On 02/02/17 14:52, Jakub Jelinek wrote:
On Thu, Feb 02, 2017 at 02:48:42PM +0000, Ramana Radhakrishnan wrote:
On 30/01/17 18:54, Torvald Riegel wrote:
This patch fixes the __atomic builtins to not implement supposedly
lock-free atomic loads based on just a compare-and-swap operation.
If there is no hardware-backed atomic load for a certain memory
location, the current implementation can implement the load with a CAS
while claiming that the access is lock-free. This is a bug in the cases
of volatile atomic loads and atomic loads to read-only-mapped memory; it
also creates a lot of contention in case of concurrent atomic loads,
which results in at least counter-intuitive performance because most
users probably understand "lock-free" to mean hardware-backed (and thus
"fast") instead of just in the progress-criteria sense.
This patch implements option 3b of the choices described here:
https://gcc.gnu.org/ml/gcc/2017-01/msg00167.html
Will Deacon pointed me at this thread asking if something similar could be
done on ARM.
On armv8-a we can implement an atomic load of 16 bytes using an LDXP / STXP
loop as a 16 byte load isnt' single copy atomic. On armv8.1-a we do have a
CAS on 16 bytes.
If the AArch64 ISA guarantees LDXP is atomic, then yes, you can do that.
The problem we have on x86_64 is that I think neither Intel nor AMD gave us
guarantees that aligned SSE or AVX loads are guaranteed to be atomic.

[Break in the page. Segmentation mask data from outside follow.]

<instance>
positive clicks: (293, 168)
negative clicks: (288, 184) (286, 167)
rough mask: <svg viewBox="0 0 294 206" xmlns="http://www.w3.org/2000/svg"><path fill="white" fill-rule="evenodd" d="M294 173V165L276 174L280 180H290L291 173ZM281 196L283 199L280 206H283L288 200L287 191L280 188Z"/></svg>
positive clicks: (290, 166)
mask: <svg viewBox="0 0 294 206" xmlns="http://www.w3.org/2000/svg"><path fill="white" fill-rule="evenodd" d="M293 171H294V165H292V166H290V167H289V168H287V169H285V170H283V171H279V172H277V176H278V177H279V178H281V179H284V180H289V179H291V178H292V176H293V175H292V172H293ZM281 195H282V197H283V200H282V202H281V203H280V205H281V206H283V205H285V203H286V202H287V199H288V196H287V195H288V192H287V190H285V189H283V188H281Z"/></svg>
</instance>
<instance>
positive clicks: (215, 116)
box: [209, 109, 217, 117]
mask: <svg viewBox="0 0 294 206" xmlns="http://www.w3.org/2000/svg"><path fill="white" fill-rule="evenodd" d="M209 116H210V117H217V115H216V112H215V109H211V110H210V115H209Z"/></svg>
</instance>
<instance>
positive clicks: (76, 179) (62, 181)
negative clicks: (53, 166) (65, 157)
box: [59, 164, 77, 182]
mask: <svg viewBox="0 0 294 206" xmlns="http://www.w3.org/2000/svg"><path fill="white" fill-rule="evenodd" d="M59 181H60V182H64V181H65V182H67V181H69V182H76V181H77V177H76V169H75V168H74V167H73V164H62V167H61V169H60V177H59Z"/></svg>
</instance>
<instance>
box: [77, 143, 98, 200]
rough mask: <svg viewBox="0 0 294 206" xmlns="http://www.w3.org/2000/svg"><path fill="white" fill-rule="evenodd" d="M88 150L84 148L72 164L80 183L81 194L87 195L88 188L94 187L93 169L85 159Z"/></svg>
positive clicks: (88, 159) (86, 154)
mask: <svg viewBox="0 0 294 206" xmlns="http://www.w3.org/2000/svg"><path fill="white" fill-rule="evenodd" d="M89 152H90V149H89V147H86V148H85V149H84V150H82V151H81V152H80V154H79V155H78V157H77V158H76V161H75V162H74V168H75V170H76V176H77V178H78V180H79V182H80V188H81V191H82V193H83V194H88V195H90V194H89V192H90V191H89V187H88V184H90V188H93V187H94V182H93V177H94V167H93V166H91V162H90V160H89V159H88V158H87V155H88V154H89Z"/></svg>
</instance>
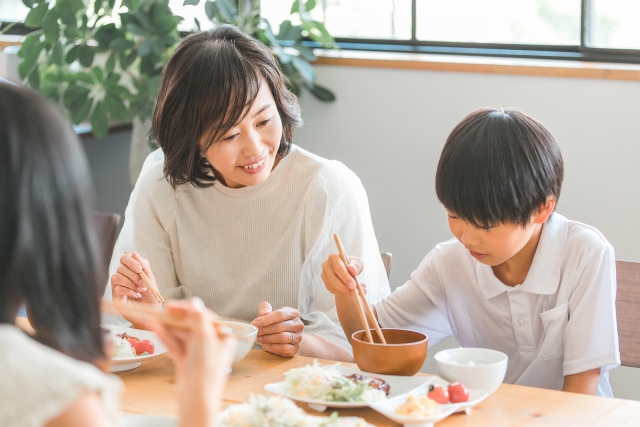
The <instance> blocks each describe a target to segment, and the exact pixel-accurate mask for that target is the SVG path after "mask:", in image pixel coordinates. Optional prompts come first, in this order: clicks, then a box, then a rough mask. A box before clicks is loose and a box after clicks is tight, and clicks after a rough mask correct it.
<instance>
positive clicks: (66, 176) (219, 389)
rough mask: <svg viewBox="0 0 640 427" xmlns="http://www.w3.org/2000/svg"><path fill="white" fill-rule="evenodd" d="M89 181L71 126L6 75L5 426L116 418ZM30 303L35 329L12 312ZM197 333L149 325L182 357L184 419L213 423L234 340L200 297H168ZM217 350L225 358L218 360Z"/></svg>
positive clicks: (120, 382)
mask: <svg viewBox="0 0 640 427" xmlns="http://www.w3.org/2000/svg"><path fill="white" fill-rule="evenodd" d="M91 199H92V195H91V184H90V179H89V172H88V168H87V164H86V161H85V158H84V155H83V153H82V149H81V147H80V144H79V142H78V140H77V138H76V136H75V135H74V134H73V132H72V130H71V128H70V126H69V124H68V123H67V122H66V120H64V119H63V118H62V117H61V116H60V115H59V114H58V113H57V112H56V111H55V110H54V109H53V108H52V107H50V106H49V105H47V104H46V103H45V102H44V101H43V100H42V99H41V98H39V97H38V96H37V95H35V94H34V93H32V92H29V91H27V90H24V89H19V88H17V87H15V86H11V85H8V84H3V83H0V206H2V209H0V343H1V345H0V378H1V379H2V381H0V425H2V426H28V427H32V426H47V427H57V426H65V427H75V426H78V427H79V426H91V427H93V426H113V425H115V418H116V417H117V415H118V413H117V409H118V406H119V393H120V391H121V389H122V384H121V382H120V380H119V379H118V378H117V377H115V376H112V375H105V374H104V373H103V372H102V371H101V370H100V369H98V368H97V366H98V365H100V366H104V364H105V362H108V360H109V358H108V356H107V354H106V353H107V352H105V349H104V347H103V332H102V331H101V329H100V311H99V300H100V295H99V291H98V289H99V287H98V280H99V275H98V272H99V271H101V270H100V268H99V267H100V266H99V265H98V260H99V257H98V256H97V251H98V249H97V245H96V241H95V236H94V231H93V223H92V214H91V204H90V203H89V202H88V201H89V200H91ZM22 304H25V305H26V307H27V311H28V313H29V320H30V322H31V324H32V326H33V327H34V329H35V330H36V335H35V336H34V337H29V336H27V335H26V334H24V333H23V332H21V331H20V330H19V329H18V328H17V327H16V326H15V325H14V319H15V317H16V315H17V313H18V310H19V308H20V306H21V305H22ZM168 308H169V310H173V311H179V312H182V314H183V315H185V316H186V317H187V319H188V321H189V322H190V323H191V334H184V333H181V332H179V331H175V330H173V329H171V328H167V327H164V326H162V325H158V324H150V325H147V326H148V327H149V328H150V329H152V330H154V331H155V332H156V333H158V335H159V336H160V338H161V339H162V341H163V342H164V343H165V345H166V346H167V348H168V349H169V351H170V354H171V356H172V357H173V359H174V364H175V367H176V384H177V388H178V393H179V412H180V416H181V421H180V425H181V426H203V425H214V424H215V418H216V416H217V413H218V411H219V409H220V397H221V394H222V390H223V388H224V385H225V383H226V376H227V375H226V372H227V370H228V367H229V366H230V362H231V359H232V357H233V352H234V347H235V341H234V340H233V339H231V338H228V337H226V338H225V337H223V338H218V336H217V334H216V333H215V331H214V327H213V323H212V318H213V314H212V313H211V312H210V311H208V310H206V309H205V308H204V304H202V302H200V303H198V301H197V300H195V301H192V302H191V303H188V304H187V303H184V304H176V303H173V304H172V305H169V307H168ZM211 354H216V356H217V357H216V358H215V359H212V358H211Z"/></svg>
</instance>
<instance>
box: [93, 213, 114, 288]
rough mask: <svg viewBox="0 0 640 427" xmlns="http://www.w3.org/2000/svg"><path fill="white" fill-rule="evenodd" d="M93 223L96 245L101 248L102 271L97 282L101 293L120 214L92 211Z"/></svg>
mask: <svg viewBox="0 0 640 427" xmlns="http://www.w3.org/2000/svg"><path fill="white" fill-rule="evenodd" d="M93 224H94V226H95V230H96V235H97V237H98V245H99V246H100V249H101V252H100V253H101V258H102V272H101V273H100V278H101V280H100V282H99V286H100V288H99V289H98V290H99V291H100V292H101V294H100V295H102V294H103V293H104V289H105V287H106V286H107V282H108V281H109V262H111V255H113V247H114V246H115V244H116V236H117V234H118V225H119V224H120V215H118V214H110V213H102V212H94V213H93ZM102 279H104V280H102Z"/></svg>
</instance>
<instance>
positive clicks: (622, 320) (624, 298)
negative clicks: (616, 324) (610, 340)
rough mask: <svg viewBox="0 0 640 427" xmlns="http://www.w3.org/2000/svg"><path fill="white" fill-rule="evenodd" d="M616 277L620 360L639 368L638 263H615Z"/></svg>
mask: <svg viewBox="0 0 640 427" xmlns="http://www.w3.org/2000/svg"><path fill="white" fill-rule="evenodd" d="M616 276H617V285H618V291H617V295H616V313H617V317H618V339H619V341H620V359H621V361H622V365H623V366H632V367H635V368H640V262H628V261H616Z"/></svg>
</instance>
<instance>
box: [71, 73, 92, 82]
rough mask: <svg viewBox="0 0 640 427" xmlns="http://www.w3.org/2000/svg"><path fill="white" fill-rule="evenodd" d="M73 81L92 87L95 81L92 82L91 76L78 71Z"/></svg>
mask: <svg viewBox="0 0 640 427" xmlns="http://www.w3.org/2000/svg"><path fill="white" fill-rule="evenodd" d="M74 77H75V79H76V80H78V81H81V82H84V83H87V84H90V85H94V84H95V81H94V80H93V77H91V74H89V73H86V72H84V71H80V72H79V73H76V74H75V76H74Z"/></svg>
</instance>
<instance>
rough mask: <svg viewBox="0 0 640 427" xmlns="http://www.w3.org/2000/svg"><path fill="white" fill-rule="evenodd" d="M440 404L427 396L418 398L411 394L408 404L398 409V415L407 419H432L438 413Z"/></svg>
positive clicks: (396, 414) (398, 406) (396, 408)
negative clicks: (439, 404)
mask: <svg viewBox="0 0 640 427" xmlns="http://www.w3.org/2000/svg"><path fill="white" fill-rule="evenodd" d="M439 406H440V405H438V402H436V401H435V400H433V399H429V398H428V397H427V396H421V397H416V396H414V395H413V394H410V395H409V397H408V398H407V403H405V404H404V405H400V406H398V407H397V408H396V411H395V412H396V415H402V416H405V417H431V416H433V415H436V414H437V413H438V407H439Z"/></svg>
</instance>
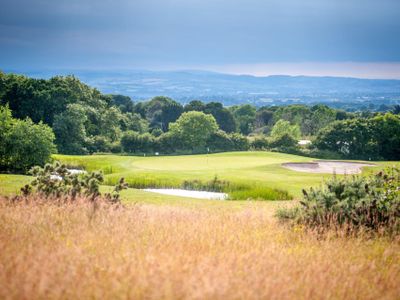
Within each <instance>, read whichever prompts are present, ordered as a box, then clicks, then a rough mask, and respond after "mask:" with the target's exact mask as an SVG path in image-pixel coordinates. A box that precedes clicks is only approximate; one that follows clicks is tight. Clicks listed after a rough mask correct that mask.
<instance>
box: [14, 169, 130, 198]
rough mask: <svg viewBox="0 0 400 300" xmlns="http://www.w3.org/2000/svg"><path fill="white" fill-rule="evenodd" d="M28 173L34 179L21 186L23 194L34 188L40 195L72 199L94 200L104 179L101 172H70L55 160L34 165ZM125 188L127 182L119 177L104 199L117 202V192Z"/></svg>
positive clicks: (117, 197) (59, 197) (43, 195)
mask: <svg viewBox="0 0 400 300" xmlns="http://www.w3.org/2000/svg"><path fill="white" fill-rule="evenodd" d="M30 173H31V174H32V175H33V176H34V177H35V179H34V180H33V181H32V182H31V184H30V185H25V186H24V187H23V188H21V191H22V193H23V195H24V196H28V195H29V194H31V192H32V190H33V189H34V188H36V192H37V193H39V194H40V195H41V196H44V197H45V198H49V199H58V200H61V198H65V199H67V200H72V201H73V200H75V199H76V198H77V197H85V199H89V200H90V201H92V202H94V201H95V200H96V199H97V198H99V197H100V196H101V193H100V184H101V183H102V182H103V181H104V177H103V173H102V172H90V173H83V174H71V173H70V172H69V171H68V169H67V168H66V166H65V165H63V164H60V163H59V162H55V163H53V164H46V165H45V166H44V167H43V168H41V167H38V166H36V167H34V168H32V169H31V171H30ZM126 188H127V184H126V183H125V181H124V178H121V179H120V180H119V181H118V183H117V185H116V186H115V187H114V190H113V191H112V193H108V194H106V195H105V199H107V200H108V201H109V202H111V203H117V202H119V192H120V191H121V190H123V189H126Z"/></svg>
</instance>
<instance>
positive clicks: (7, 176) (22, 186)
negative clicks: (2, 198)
mask: <svg viewBox="0 0 400 300" xmlns="http://www.w3.org/2000/svg"><path fill="white" fill-rule="evenodd" d="M31 181H32V178H31V177H29V176H24V175H10V174H0V195H7V196H8V195H15V194H18V193H19V190H20V189H21V187H23V186H24V185H25V184H28V183H30V182H31Z"/></svg>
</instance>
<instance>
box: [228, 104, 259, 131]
mask: <svg viewBox="0 0 400 300" xmlns="http://www.w3.org/2000/svg"><path fill="white" fill-rule="evenodd" d="M231 110H232V111H233V115H234V117H235V119H236V122H237V124H238V127H239V131H240V133H242V134H244V135H248V134H249V133H251V132H252V131H253V129H254V122H255V118H256V108H255V107H254V106H252V105H250V104H244V105H240V106H234V107H232V108H231Z"/></svg>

LDXP is not single copy atomic.
so this would become something like the following with appropriate
additional barriers.
You need to write this as a loop of
.retry
LDXP x0, x1 , [x2]
STXP X3, X0, X1, [x2]
CBNZ X3, .retry
You have to do the write again to guarantee atomicity on AArch64.
I missed the first paragraph in this thread on gcc@.
https://gcc.gnu.org/ml/gcc/2017-01/msg00167.html
I consider this a bug because it can
result in a store being issued (e.g., when loading from a read-only
page, or when trying to do a volatile atomic load), and because it can
increase contention (which makes atomic loads perform much different
than HW load instructions would). See the thread "GCC libatomic ABI
specification draft" for more background.
Ok, this means implementing such a change in libatomic for AArch64 will
introduce the bug that Torvald is worried about for x86_64 .
regards
Ramana
Jakub